Highlights from Design Miami/ Basel 2017

The European edition of the Design Miami/ fair opens this week with a diverse range of high-end collectibles

Sou Fujimoto's *Forest of Books* at the Design Miami/ booth of Galerie Philippe Gravier.
Photo: Courtesy of Galerie Philippe Gravier
A dazzling 1948 Hindu necklace by Suzanne Belperron comprising sapphires, emeralds, and rubies. Photo: courtesy of Siegelson

The European edition of the Design Miami/ fair returns to Switzerland this week, running alongside Art Basel in the Messe Basel exhibition center. For its twelfth iteration, fifty galleries from eleven countries are participating, offering a range of high-end collectibles—from lighting and furniture to contemporary decorative pieces.

This year’s lineup proves to be remarkably diverse, including Art Deco treasures at Monaco’s Robert Zehil, to precious jewelry from New York dealer Lee Siegelson, and modern pieces like François Bauchet’s sand, resin, and concrete furniture at Galerie Kreo.

Here we share some highlights.

Thom Browne curates the Design at Large section 

Visitors to this year’s Design at Large area, a program designed to present contemporary design in a new light, are faced with a curious grid of 100 desks. It is the concept of celebrated fashion designer Thom Browne (the first time a fashion designer has directed the exhibition). With creations spanning the last century, the mix includes iconic desks by Charles and Ray Eames, Charlotte Perriand, Pucci De Rossi, and a particularly striking design by Ron Arad. Adding to the display, Browne enlisted a group of female art and design students to perform a choreographed sequence at the tables.

Thom Browne’s dramatic installation. Photo: Courtesy of Thom Browne

Art, fashion, and design mingle at Design Curio 

One of the most exciting sections is Design Curio, now in its fourth year. Drawing on the idea of a traditional cabinet of curiosities, the exhibition features themed groupings of objects by artists and designers working across disciplines. The eclectic New York–based jeweler Suzanne Syz, for example, invited L.A. artist Alex Israel to create a series of jewelry pieces, as well as the booth itself (complete with frozen-yogurt machine and vintage furniture). Dutch design duo Scholten & Baikings, meanwhile, teamed up with architect Sano Fumikho, and kimono-designer Takashashi Hiroki, to produce a contemporary porcelain collection using ancient Japanese ceramic techniques.

The new Arita tableware collection features abstract patterns of traditional motifs.
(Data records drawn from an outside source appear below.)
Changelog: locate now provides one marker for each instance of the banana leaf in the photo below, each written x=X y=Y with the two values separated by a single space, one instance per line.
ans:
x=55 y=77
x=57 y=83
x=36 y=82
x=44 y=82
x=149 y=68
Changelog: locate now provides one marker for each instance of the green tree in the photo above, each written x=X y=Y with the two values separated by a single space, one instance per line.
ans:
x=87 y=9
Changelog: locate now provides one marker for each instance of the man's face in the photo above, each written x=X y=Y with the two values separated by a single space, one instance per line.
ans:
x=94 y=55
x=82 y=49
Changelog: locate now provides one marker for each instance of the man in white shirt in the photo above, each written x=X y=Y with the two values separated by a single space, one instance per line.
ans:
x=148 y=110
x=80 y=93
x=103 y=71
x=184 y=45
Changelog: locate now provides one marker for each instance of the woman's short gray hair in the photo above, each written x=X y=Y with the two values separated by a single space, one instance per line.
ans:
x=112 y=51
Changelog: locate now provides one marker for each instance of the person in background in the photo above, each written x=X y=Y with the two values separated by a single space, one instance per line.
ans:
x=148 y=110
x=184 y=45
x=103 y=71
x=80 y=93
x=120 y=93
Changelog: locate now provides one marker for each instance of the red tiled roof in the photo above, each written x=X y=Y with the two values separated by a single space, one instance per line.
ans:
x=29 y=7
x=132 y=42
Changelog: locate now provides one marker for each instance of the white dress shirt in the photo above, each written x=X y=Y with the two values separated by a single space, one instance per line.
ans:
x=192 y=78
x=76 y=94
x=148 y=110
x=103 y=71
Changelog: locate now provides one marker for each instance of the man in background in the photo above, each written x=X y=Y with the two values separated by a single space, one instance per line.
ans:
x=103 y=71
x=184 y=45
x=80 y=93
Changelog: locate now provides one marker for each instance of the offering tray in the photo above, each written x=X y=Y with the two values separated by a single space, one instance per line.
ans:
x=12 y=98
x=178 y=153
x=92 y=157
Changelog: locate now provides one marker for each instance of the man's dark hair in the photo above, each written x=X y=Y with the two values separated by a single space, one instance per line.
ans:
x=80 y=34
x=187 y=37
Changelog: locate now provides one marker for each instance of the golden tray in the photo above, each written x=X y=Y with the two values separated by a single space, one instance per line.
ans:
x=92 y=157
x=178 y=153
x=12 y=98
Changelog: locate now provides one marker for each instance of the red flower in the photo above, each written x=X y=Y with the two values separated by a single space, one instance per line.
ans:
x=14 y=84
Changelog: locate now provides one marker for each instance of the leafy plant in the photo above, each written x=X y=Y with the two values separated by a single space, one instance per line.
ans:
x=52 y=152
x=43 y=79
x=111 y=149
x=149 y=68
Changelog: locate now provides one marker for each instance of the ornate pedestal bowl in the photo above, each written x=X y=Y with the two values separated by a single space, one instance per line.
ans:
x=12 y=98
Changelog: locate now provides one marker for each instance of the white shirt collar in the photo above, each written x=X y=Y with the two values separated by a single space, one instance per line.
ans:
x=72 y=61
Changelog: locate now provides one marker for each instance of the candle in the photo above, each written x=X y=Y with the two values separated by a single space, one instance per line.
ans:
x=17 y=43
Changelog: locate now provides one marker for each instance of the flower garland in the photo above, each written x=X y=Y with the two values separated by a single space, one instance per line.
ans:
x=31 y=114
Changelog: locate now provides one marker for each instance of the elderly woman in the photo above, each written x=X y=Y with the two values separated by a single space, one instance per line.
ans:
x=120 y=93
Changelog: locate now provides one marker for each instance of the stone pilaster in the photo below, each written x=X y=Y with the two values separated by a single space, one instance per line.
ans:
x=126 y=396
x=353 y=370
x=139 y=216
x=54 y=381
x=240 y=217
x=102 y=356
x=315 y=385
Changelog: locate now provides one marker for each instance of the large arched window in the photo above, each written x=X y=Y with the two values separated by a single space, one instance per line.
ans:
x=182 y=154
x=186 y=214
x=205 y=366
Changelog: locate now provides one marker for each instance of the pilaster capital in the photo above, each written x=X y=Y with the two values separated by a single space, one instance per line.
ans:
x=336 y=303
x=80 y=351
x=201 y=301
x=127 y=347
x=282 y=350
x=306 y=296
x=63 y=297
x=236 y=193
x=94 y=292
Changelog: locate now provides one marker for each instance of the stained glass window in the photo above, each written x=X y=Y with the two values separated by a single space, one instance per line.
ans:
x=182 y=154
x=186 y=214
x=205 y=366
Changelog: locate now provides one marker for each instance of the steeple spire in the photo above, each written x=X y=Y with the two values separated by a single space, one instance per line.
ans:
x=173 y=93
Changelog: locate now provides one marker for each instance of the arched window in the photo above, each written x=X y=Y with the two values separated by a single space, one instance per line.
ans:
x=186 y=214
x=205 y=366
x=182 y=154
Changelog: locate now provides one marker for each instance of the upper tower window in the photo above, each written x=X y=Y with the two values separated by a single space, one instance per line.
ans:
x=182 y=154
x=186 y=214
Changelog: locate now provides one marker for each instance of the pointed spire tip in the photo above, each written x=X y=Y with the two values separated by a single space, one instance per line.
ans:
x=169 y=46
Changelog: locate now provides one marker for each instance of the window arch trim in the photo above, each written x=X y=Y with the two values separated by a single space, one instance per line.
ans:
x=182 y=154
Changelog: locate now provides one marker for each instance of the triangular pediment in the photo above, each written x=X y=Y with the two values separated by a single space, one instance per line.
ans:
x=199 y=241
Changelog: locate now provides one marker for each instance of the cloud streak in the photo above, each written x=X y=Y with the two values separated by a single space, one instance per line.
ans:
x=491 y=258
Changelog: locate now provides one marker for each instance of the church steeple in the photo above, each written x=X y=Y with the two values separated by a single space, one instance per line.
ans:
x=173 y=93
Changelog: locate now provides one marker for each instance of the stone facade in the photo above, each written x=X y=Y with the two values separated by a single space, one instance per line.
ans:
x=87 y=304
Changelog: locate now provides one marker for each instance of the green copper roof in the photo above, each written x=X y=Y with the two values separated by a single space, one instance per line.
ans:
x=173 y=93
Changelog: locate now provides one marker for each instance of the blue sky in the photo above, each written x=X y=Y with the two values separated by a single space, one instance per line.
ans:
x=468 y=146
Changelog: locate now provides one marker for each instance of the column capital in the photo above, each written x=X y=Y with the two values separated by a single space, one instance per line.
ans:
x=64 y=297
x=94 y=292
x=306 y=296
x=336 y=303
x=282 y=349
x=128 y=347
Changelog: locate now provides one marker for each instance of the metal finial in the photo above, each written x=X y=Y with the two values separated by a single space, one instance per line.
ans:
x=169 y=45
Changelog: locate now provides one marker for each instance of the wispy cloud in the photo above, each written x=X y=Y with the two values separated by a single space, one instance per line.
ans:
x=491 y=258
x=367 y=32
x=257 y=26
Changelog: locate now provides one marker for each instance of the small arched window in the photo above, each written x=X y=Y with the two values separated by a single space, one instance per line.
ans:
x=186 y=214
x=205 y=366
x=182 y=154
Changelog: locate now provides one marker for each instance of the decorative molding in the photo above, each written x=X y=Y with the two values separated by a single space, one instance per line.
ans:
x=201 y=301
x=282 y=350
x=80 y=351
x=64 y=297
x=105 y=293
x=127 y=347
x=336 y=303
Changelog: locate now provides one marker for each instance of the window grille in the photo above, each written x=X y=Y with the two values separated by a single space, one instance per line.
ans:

Ettore Sottsass’s rare early works at Friedman Benda 

This year, several galleries dedicated their booth to a single designer. Noteworthy is New York’s Friedman Benda, which celebrates the centennial anniversary of Italian postwar designer Ettore Sottsass with a beautiful display of his rare early works, some of which have never been up for sale before. The monolithic 1964 Cabinet, for example, hasn’t been seen since it was displayed in Milan in 1965. Another highlight, Hanging Lamp, 1957, designed for the Italian lighting manufacturer Arredoluce, was last shown to the public at an L.A. exhibition in 2006.

A grouping of rare Ettore Sottsass cabinets at Friedman Benda’s booth.

Crystal gets technical at Designers of the Future 

The winners of the third installment of the Swarovski initiative (announced in April 2017) include the Los Angeles–based architect Jimenez Lai, London-based designer Marjan van Aubel, and Japanese multidisciplinary studio TAKT PROJECT. Each spent months working on a new design inspired or informed by crystal, responding to a brief of “Shaping Societies.”

Left: TAKT PROJECT uses 3D-printed crystals to make these tabletop objects. Right: Van Aubel’s Future Cyanometer uses Swarovski crystals and sunlight to power a blue light.